All because of a bird. Now, I’ve been startled by birds before. I have been pooed on. I have ducked behind my steering wheel as they aim right at my windshield before laughing and swerving away, I have had a bird fly out of nowhere to take a single, big peck at my head. But this incident was different.
This bird got me tripping all over my (supermodel-like) legs by taking a bath. There he was, hidden behind the hedge in my neighbour’s incredibly peaceful looking yard, fluttering his wings and splashing himself quietly in their birdbath. I say “he” because let’s face it, only a man would bounce around, bathing, NAKED for all the world to see and not give a crap.
And that was it. I had to have a birdbath *immediately*. With all of my heart I wanted a birdbath and I wasn’t going to rest until I got one! And then I promptly forgot all about the birdbath until 4 weeks later when I saw one at a flea market. It was one of those typical black ones you see made of cast iron with a little cast iron bird sitting on the edge. Not exactly revolutionary, but still … a nice birdbath. I could have purchased Martha Stewart’s aviary PLUS her entire estate for the price of the birdbath.
O.K., it was only $200 ,but still. That seems like toooo much for a birdbath. I mean, let’s face it, the bird is perfectly happy bathing in worm filled puddles accented by cigarette butts on the side of the road, so …
I am dedicated my next 3 posts to birdbaths you can make yourself for less than $200. MUCH less than $200. Starting with today’s … the cheapest of all the birdbaths I’m going to show you. Total cost? Free.
I made it with birch twigs I had leftover from Christmas and a wooden bowl that’s seen better days I got at a garage sale. You may not have a wooden bowl, but I’m sure you have something that would suffice. If you don’t have birch twigs, go out and cut some other twigs off a neighbours tree. Be resourceful.

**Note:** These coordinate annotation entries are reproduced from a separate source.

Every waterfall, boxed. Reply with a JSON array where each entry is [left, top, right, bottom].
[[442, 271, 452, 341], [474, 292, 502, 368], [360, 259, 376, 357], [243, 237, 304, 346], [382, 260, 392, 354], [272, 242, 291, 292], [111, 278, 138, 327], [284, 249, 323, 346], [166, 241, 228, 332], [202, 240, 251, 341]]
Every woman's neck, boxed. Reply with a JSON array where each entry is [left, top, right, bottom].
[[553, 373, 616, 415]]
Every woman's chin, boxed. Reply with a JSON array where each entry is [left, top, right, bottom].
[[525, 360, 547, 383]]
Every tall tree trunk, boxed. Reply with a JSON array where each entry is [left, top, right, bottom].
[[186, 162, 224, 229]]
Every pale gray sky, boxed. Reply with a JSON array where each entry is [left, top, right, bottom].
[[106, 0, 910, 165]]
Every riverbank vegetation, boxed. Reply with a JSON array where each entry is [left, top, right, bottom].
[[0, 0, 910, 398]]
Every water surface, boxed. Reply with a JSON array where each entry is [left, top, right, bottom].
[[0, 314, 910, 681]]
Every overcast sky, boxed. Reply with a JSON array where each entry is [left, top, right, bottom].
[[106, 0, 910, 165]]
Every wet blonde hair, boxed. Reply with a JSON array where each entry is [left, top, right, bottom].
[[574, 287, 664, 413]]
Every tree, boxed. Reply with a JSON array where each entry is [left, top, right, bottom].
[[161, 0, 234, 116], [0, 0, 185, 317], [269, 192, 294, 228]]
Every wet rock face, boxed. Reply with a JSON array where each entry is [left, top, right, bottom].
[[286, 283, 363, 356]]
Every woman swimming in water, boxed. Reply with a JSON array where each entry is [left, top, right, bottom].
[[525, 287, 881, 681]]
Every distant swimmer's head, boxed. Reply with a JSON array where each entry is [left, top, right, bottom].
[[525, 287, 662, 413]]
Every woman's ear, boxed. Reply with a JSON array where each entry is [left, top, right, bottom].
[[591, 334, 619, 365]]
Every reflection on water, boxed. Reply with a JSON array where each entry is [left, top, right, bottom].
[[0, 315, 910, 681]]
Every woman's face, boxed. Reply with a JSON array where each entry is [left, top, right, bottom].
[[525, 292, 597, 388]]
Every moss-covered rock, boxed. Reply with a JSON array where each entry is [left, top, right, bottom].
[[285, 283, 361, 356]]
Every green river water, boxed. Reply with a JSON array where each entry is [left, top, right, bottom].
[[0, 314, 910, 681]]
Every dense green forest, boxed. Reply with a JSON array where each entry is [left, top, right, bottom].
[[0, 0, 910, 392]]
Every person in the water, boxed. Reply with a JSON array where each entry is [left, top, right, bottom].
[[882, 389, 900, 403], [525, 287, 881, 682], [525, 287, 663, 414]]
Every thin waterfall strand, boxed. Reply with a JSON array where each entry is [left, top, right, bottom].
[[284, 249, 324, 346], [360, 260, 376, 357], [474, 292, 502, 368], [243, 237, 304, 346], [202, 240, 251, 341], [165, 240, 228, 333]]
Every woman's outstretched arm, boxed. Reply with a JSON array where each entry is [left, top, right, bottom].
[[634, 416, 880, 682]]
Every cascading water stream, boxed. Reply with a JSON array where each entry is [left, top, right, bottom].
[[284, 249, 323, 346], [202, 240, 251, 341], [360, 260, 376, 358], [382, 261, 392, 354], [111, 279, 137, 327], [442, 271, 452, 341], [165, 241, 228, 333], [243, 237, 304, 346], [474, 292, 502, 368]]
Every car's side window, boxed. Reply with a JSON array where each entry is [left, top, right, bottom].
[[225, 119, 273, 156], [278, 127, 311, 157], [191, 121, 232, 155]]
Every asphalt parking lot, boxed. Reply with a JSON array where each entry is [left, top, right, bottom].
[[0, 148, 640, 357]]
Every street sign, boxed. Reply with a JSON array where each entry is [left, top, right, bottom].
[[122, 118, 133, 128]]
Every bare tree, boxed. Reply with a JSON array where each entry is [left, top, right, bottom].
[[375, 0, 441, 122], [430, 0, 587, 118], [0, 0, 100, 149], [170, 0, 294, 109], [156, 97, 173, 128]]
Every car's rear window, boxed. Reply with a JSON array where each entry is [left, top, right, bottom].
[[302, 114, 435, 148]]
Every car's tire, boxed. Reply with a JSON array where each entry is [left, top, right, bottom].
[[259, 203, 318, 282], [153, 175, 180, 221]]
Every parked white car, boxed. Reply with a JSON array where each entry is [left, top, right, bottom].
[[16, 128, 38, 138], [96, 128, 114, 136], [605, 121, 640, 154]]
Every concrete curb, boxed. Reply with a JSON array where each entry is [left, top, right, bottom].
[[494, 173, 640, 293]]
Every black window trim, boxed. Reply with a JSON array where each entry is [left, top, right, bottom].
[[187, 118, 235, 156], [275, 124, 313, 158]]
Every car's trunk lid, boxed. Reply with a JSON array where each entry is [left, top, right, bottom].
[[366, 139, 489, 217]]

I researched a little about bird baths before delving into this and found that birds like bowls to be off the ground, but will indeed bathe in a bowl just laying in a garden. The depth of the water needs to be between 1 and 2 inches. So I didn’t FILL this bowl up, I just put a little water in the bottom. I’ve only had it out for a day so I can’t give you any report on how successful it is. Regardless of whether it attracts birds or not, I really like how it looks in the garden so it’s staying.
And just to prove you can plop a variety of things on top of your twigs, here’s another bowl I had lieing around. It is also technically a bit too deep for a birdbath but I’m a risk taker like that. Besides … this is the “How to Make a Birdbath for FREE” post. So … I’m kindda making a point here that you can make do with whatever you happen to have.
If you’re going to do this yourself, the only thing you need to know is that your sticks need to be hammered into the ground. At least 12 inches of them need to be in the dirt so they’re good and sturdy for the heftier of birds that might come to bathe. You know, the morning doves and the big fat pigeons and such. So when you’re picking your sticks don’t forget you’ll need them to be 12″ longer than you want the height of the birdbath.
Tomorrow I’ll have the $6 birdbath for you. Well … I mean, so long as no one asks me to appear in a George Michael video between now and then.